Hi,
I am working on hyperspectral images super-resolution problem. The inputs for the model are rgb images and its corresponding hyperspectral image as labels. In the training phase the dataset are all normalized between [0,1]. But the issue is that some of HSI labels’ values changes during training and not normalized any more without any reasons. I tried different learning rate values but without any luck. I am also use torch.autograd.set_detect_anomaly(True) to detect any anomalies but didnot work either. please any help.
Thanks in advance
I am curious to know the link between the learning rate and unnormalized HSI label values.

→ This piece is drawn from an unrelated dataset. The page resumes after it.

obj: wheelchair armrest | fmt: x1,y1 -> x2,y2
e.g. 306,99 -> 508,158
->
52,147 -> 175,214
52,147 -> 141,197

Is there an explicit dependency between them or so?
Also, without a reproducible code snippet, it would be tough to spot this kind of error/possible bug in your code (i.e., not normalized anymore without any reasons).
Thanks for reply,
I believe there is no relation between the learning rate and the unnormlization that occurs, but I am trying all possible solution that i can. The training code is as follow:
def train(model, criterion, optimizer, train_loader, lr_scheduler,epoch,opt):
total_loss = AverageMeter()
losses = AverageMeter()
losses_rgb = AverageMeter()
random.shuffle(train_loader)
prev_time = time.time()
model.train()
for _,train_loader_data in enumerate(train_loader):
for i, data in enumerate(train_loader_data):
model.zero_grad()
optimizer.zero_grad()
images, labels = data
images, labels = images.cuda(), labels.cuda()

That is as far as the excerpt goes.